House expected to vote on 21st Century Cures

Rep. Fred Upton (R-MI), chairman of the House Committee on Energy and Commerce
Rep. Fred Upton (R-MI), chairman of the House Committee on Energy and Commerce

Lawmakers in the House of Representatives are expected to vote Friday on the 21st Century Cures Act, a sweeping bill that seeks to reform and hasten the drug approval and delivery process.

The legislation would also make changes to specific pharmaceutical marketing practices by allowing drugmakers to share off-label economic data about their products with payers and formulary committees as well as again carving out an exemption for continuing medical education so that some CME activities would be exempt from disclosure in the Open Payments database.

Reps. Andy Harris (R-MD) and Michael Burgess (R-TX) and House Energy and Commerce Committee Chairman Fred Upton (R-MI) said the bill is “a fiscally responsible approach to improving the discovery, development and delivery of cures for patients around the country.”

But the legislation also has a number of critics, including former FDA Commissioner Margaret Hamburg, who announced in February that she would step down. While most parties recognize the value in legislative changes such as boosting funding to the National Institutes of Health, critics are concerned about the risk of making the FDA approval process less rigorous.

“There's a misperception that you might be able to speed up innovation by lowering the standards for safety and efficacy, and I think that would be a terrible mistake that would not only just damage patients, but industry as well,” Hamburg said in public remarks in March.

In a perspective published June 25 in The New England Journal of Medicine, Drs.
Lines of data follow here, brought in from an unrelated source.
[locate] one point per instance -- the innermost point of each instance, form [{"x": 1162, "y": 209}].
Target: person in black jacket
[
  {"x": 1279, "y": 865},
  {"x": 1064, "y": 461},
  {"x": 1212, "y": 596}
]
Jerry Avorn and Aaron Kesselheim acknowledged the value of increasing NIH funding but said other provisions will be more likely to weaken the safety process for new medical products.

“Embedded in the language of the 21st Century Cures Act are some good ideas that could streamline the development and evaluation of new drugs and devices; its call for increased NIH funding may prove to be its most useful component,” they wrote. “But political forces have also introduced other provisions that could lead to the approval of drugs and devices that are less safe or effective than existing criteria would permit.”